Monkey Bar chef Manu Chandra said, “Like all other regional or community dishes, Indians are now eager to see food prepared within the country’s borders,” explaining the sudden spike in the popularity of cooking. Her restaurant menu includes a few Percy dishes, including Berry Pulao and Mutton Curry from The Percy Orderless. “As far as its appeal, Percy closes multiple checkpoints, be it in terms of taste, presentation or health. Also, it uses ingredients and cooking techniques that are not very common in our food stocks, ”he says.


Rahul Dua, who runs the well-known cafe Lota, agrees. He thinks he ate Percy food for the first time at a friend’s house about five years ago. “It was different than usual, yet there was something very comforting about it. I could eat it every day,” says Dua. The Persian dish that uses meat and seafood extensively is another big draw. He played with the idea of ​​introducing homemade Persian food in the format. “I thought people needed to eat this food”, which he achieved by opening Rustam’s Parsi Vonu in Adchini with his girlfriend Kainaz Contractor, whose family was the inspiration and source of the recipes.

The specialty of Persian dishes is the sweet, sour and spicy in the mixed palate, which most Indian dishes use cooking techniques such as frying and baking without the usual fried and fried. These recipes, though seemingly simple, require some ingredients that are not easily found in the city, as well as a specific introduction to the context. As Dua puts it, “I don’t think it would be possible to run a Percy restaurant without having a Percy chef or at least a Percy kitchen completely at home. Kainaj runs Rustam’s cock. ” In Soda, this work is done by chef Anahita Dhondi, who witnessed the Percy Revolution, as it were, first hand. “A few years ago, I was training at the Taj Mahal Hotel on Mansingh Road when Ratan Tata came and asked for a pot. The chefs stumbled because no one was familiar with Persian food. Today, in addition to being alone, big hotels like the Taj and Oberoi also have shali boti and dhan sak on their menus and buffet spreads, ”said Dhondi, who made Tata Machi, a staple of his Persian family.

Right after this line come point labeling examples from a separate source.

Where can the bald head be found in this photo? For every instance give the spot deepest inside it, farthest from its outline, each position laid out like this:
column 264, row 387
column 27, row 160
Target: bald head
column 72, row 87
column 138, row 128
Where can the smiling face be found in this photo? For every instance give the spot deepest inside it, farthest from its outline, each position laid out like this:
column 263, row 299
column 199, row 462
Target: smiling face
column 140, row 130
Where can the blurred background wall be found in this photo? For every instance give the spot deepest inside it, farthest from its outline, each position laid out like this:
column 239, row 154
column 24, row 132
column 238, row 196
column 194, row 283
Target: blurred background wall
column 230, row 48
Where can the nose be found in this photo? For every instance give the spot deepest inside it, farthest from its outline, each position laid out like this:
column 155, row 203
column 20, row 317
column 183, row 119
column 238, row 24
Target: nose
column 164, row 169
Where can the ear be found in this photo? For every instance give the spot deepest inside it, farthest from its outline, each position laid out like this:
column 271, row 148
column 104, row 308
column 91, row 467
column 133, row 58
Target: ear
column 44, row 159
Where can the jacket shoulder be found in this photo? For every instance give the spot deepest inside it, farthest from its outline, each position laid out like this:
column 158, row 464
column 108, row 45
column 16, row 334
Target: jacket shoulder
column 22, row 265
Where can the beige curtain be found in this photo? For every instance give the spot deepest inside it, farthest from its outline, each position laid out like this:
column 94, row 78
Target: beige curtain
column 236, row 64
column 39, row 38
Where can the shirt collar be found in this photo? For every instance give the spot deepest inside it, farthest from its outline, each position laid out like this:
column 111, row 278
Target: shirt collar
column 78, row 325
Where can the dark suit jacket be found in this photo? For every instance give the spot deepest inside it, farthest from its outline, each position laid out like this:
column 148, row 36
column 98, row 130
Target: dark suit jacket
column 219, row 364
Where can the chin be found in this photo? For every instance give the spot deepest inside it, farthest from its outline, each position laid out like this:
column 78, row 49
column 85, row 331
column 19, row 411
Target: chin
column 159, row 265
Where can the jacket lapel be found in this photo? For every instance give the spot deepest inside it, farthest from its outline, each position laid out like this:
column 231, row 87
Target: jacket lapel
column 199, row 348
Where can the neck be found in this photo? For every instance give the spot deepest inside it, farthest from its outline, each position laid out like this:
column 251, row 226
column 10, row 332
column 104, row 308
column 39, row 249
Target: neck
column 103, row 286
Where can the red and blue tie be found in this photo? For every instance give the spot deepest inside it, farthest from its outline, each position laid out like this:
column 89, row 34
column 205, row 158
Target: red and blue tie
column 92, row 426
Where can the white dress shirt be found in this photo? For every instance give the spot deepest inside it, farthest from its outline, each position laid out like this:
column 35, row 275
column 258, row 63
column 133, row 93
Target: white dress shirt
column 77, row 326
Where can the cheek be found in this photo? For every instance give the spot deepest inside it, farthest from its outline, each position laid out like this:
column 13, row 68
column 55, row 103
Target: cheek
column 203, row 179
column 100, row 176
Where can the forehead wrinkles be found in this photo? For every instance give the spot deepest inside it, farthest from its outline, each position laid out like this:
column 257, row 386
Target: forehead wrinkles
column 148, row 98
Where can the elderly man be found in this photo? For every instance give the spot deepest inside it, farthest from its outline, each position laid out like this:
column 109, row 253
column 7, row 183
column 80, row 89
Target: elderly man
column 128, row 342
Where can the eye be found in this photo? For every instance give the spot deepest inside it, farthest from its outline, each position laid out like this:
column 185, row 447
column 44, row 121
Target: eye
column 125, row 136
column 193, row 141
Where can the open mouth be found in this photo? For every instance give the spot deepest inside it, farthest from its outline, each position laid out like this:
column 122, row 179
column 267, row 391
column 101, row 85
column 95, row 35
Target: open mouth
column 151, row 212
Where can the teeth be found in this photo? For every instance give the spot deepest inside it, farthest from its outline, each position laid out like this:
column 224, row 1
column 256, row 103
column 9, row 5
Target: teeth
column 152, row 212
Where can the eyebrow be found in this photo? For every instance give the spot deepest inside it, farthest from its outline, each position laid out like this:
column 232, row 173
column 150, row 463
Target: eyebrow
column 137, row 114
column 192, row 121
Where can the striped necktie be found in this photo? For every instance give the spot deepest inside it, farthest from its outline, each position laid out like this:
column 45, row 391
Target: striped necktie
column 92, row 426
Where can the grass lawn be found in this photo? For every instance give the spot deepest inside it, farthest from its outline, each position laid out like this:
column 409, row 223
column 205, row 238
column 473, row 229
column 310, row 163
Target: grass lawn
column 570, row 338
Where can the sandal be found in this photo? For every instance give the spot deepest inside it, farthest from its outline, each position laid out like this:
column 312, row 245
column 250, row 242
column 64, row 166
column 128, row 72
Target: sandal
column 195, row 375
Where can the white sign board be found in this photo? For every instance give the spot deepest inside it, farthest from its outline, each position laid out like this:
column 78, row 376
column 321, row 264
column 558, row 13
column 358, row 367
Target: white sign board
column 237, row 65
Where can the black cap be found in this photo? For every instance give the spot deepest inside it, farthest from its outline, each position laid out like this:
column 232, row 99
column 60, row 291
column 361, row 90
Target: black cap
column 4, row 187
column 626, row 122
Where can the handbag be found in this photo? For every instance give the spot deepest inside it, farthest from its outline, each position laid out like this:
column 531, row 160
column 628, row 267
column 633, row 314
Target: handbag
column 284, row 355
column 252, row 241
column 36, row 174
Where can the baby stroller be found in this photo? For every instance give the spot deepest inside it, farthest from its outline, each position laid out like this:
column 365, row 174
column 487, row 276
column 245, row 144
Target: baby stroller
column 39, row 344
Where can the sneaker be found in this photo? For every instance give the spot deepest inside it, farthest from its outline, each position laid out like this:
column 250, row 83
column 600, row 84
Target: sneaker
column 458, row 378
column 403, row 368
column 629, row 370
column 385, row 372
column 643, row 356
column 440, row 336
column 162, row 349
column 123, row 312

Ingredients used include stock spice (no, not that), coriander-cumin spice, and a barrel of mature sugar-cane vinegar (made almost exclusively by EF Kolah & Sons of Navsari since 1885), which gives many a characteristic tang. Percy food. “Storage is pepper and garlic powder, and coriander is something like hot spices. You will find these in every Percy family, with each family having their own variant. By mixing them together, they are used to make Dhan Sak spices, ”says Dhondi. These elements are found only in Gujarat and Maharashtra, the last stronghold of the community.

Similarly, Dua and Contractor later use family recipes, virtually inheriting, to create a menu for Rustam that offers even lesser-known food to diners (not to mention the regular supply of raspberry soda, a favorite of the community). Wanted which has not been done before. Even those who have eaten a lot of Persian food on their travels tell us that they have never heard of something like rice porridge (rice, turmeric and usually a spicy curry of shrimp or vegetables) but they like it “, says Dua, who probably liked it the best. “It seems like, at some point in your life, you wanted to eat this food,” he said.